Actor Glen Powell is starring in the adaptation of The Running Man, based on the novel by Stephen King, with director Edgar Wright at the helm. The story was previously made into a 1987 film starring Arnold Schwarzenegger, and some have speculated about whether this will be a shot for shot remake, or a brand new take, and Powell is here to assure us that this story is pretty different, with interesting parallels.
The actor explained in an interview with GamesRadar:
“One of the things that I would say is the structure of the movie is more like Braveheart and Gladiator. Like, ordinary people who are trying to save individual family members or make up for terrible things that have happened to family members and sort of end up getting pulled into a greater story where their problems aren’t unique, and their sense of the world and how they’re interacting with their world is… they’re almost finding humanity in the inhumane.”
Based on Stephen King’s novel of the same name (first published in 1982 using the pseudonym Richard Bachman) and directed by Edgar Wright, the movie follows Powell’s Ben Richards, an out-of-work father who desperately needs money to buy medicine for his sick daughter. Out of options, he ends up competing on the reality show The Running Man, where contestants can win $1 billion if they manage to evade a team of Hunters for 30 days. The catch? No one’s ever managed it before…

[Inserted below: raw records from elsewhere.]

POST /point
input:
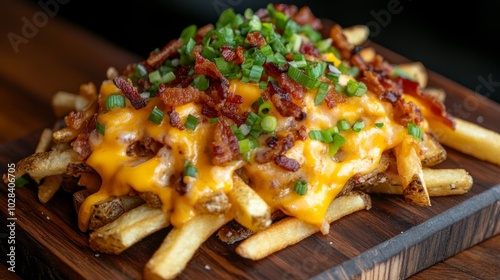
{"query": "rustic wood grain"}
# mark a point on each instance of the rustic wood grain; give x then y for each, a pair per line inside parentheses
(391, 240)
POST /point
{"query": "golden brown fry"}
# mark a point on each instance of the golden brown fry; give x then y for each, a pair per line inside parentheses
(63, 102)
(357, 34)
(180, 245)
(433, 152)
(49, 186)
(410, 171)
(43, 164)
(469, 138)
(437, 93)
(291, 230)
(128, 229)
(417, 71)
(107, 211)
(251, 210)
(439, 182)
(45, 141)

Powell also says that 1976’s Network was a point of reference for the movie, which makes sense considering Wright’s comic background. “That was all about sort of the lengths that people go to,” he explains. Sidney Lumet’s comedy follows a struggling TV network which goes to extreme lengths to boost its viewership. “The dehumanization of human life and how a network will kind of do anything for ratings. That’s definitely a tonal [comparison].”
The Running Man arrives in US theaters on November 14.